On the other hand, 2021 also proved to be de facto yet another transition year – suggesting that Brexit remains an ongoing process with an uncertain destination. In fact, by unilateral decision, the UK delayed the full entry into force of customs and regulatory checks on goods import from the EU, effectively postponing the ‘taking back control’ of the UK borders. Moreover, notwithstanding the end of the negotiations on the TCA, the EU and the UK were effectively stuck on new negotiations also throughout 2021 – this time on the Protocol on Ireland/Northern Ireland, attached to the WA, which had itself only entered fully into force on 1 January 2021.

Indeed, the Protocol – which had been agreed by the parties in October 2019 as a way to deal with the unique circumstances of Northern Ireland, avoiding a hard border in the island of Ireland and preserving the achievements of the peace process there – immediately became the key point of contention in EU-UK relations. In Spring 2021, opposition to the Protocol – which, by keeping Northern Ireland aligned with EU customs law and internal market rules, requires checks on the movement of goods from Great Britain to Northern Ireland – stirred opposition in the Protestant community in Northern Ireland. As a result, the UK government tabled in Summer 2021 a proposal to profoundly revise the Protocol, including by ditching the role of the EU Court of Justice and threatened to invoke its safeguard provisions, Article 16, in case the EU didn’t budge. The EU, however, rejected the UK’s requests and, in fall 2021, it put forward an alternative proposal, practically focused and tailored to address the Protocol’s most problematic aspects on the ground.

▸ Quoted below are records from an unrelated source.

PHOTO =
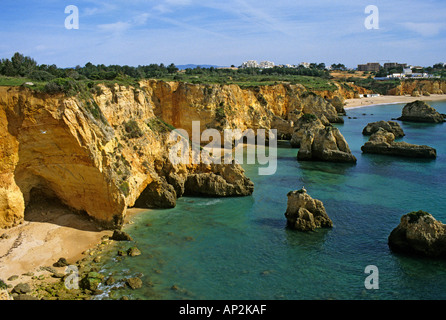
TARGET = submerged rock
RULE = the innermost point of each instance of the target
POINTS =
(227, 180)
(158, 194)
(325, 144)
(390, 126)
(420, 111)
(419, 233)
(383, 142)
(305, 213)
(119, 235)
(308, 122)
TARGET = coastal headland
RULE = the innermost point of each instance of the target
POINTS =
(115, 143)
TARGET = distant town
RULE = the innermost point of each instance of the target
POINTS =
(387, 71)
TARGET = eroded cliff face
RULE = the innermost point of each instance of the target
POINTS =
(97, 155)
(110, 151)
(229, 106)
(52, 145)
(419, 87)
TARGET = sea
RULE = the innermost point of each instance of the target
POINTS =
(241, 249)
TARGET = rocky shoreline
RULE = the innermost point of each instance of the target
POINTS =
(83, 279)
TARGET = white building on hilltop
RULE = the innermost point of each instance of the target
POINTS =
(266, 64)
(250, 64)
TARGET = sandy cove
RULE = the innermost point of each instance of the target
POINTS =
(364, 102)
(50, 231)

Negotiations among the parties are continuing – and all evidence seemed to suggest that they would carry on further. Hence, one can expect the new year to be much of the same, with the EU and the UK still engaged in an ongoing effort to adjust their relationship – on the Protocol as well as other matters. Indeed, besides the arrangements related to Northern Ireland, the EU and the UK will also be called to deal with other issues of common concern – from fishing quotas to a memorandum of understanding in the field of financial services, not to mention measures to address common challenges, from the eradication of the ongoing pandemic to the protection of international security to the fight against climate change.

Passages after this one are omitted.